Biaya Melaut Lebih Hemat Rp 9.000
SENIN, 08 JULI 2013 | 10:09 WIB

Puluhan perahu nelayan bersandar rapi di dermaga Kuala Tungkal, Kabupaten Tanjung Jabung Barat, Jambi. Semuanya terikat di patok-patok kayu
di tepi dermaga.

Para nelayan siap melaut. Berbagai perlengkapan menangkap ikan sudah dinaikkan ke perahu. Mulai dari jala, pancing, juga umpan. Saat matahari terbenam di ufuk timur, arah angin akan berubah. Tiupan angin dari darat ke laut memudahkan nelayan melaju cepat ke lepas pantai.


Usai memeriksa perlengkapan menjala ikan, Abdullah mengecek mesin diesel penggerak perahu. Sebuah tabung gas ukuran tiga kilogram ditempatkan tak jauh dari mesin diesel.

Tabung itu dibawa ke perahu bukan untuk memasak. Gas LPG itu untuk menghidupkan mesin diesel setelah dicampur dengan minyak solar.  Mesin diesel di perahu Abdullah sudah dipasangi converter kit untuk mencampur solar dengan gas LPG.  “Biar hemat, mumpung dikasih alat gratis,” kata Abdullah.

Kementerian Energi dan Sumber Daya Mineral (ESDM) membagi-bagikan converter kit kepada para nelayan di Tanjung Jabung Barat, Jambi.  Lewat program LGV (Liquid Gas for Vehicle), Kementerian ingin menekan jumlah konsumsi BBM mesin diesel perahu nelayan.

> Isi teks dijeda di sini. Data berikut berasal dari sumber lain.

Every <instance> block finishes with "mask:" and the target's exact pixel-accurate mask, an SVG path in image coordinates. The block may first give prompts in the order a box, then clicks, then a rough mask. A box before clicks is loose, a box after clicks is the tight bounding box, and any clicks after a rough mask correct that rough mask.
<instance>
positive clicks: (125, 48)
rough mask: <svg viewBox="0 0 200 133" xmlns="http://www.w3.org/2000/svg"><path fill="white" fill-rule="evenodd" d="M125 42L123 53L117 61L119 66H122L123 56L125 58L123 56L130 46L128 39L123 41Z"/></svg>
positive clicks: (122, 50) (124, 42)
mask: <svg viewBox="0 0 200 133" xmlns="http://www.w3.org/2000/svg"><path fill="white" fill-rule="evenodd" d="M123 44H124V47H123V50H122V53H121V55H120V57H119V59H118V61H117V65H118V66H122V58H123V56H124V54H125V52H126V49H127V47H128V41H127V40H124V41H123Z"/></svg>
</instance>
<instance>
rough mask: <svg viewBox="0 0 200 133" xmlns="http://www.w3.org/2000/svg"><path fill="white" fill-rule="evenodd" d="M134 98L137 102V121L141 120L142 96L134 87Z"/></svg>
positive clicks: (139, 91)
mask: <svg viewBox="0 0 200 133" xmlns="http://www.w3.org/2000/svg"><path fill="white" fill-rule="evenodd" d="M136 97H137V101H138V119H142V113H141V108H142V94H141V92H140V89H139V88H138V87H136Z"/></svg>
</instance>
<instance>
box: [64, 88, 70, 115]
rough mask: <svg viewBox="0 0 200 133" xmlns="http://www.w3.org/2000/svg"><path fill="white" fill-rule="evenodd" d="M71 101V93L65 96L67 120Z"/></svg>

Pemasangan converter kit ini untuk membantu nelayan menekan biaya melaut. Apalagi, harga minyak solar sudah  naik menjadi Rp 5.500 per liter dari sebelumnya Rp  4.500.  Jika nelayan hanya mengandalkan  solar untuk bahan bakar mesin diesel, biaya melaut akan ikut membengkak.

Abdullah menuturkan, pada awalnya banyak nelayan yang menolak converter kit dipasang di mesin diesel perahu. Mereka khawatir tabung gas meledak saat melaut.  Meski ragu, Abdullah memilih ingin mencoba cara baru itu. “Saya ikut aja pakai LPG, serahin ke Allah aja,” ujarnya pasrah.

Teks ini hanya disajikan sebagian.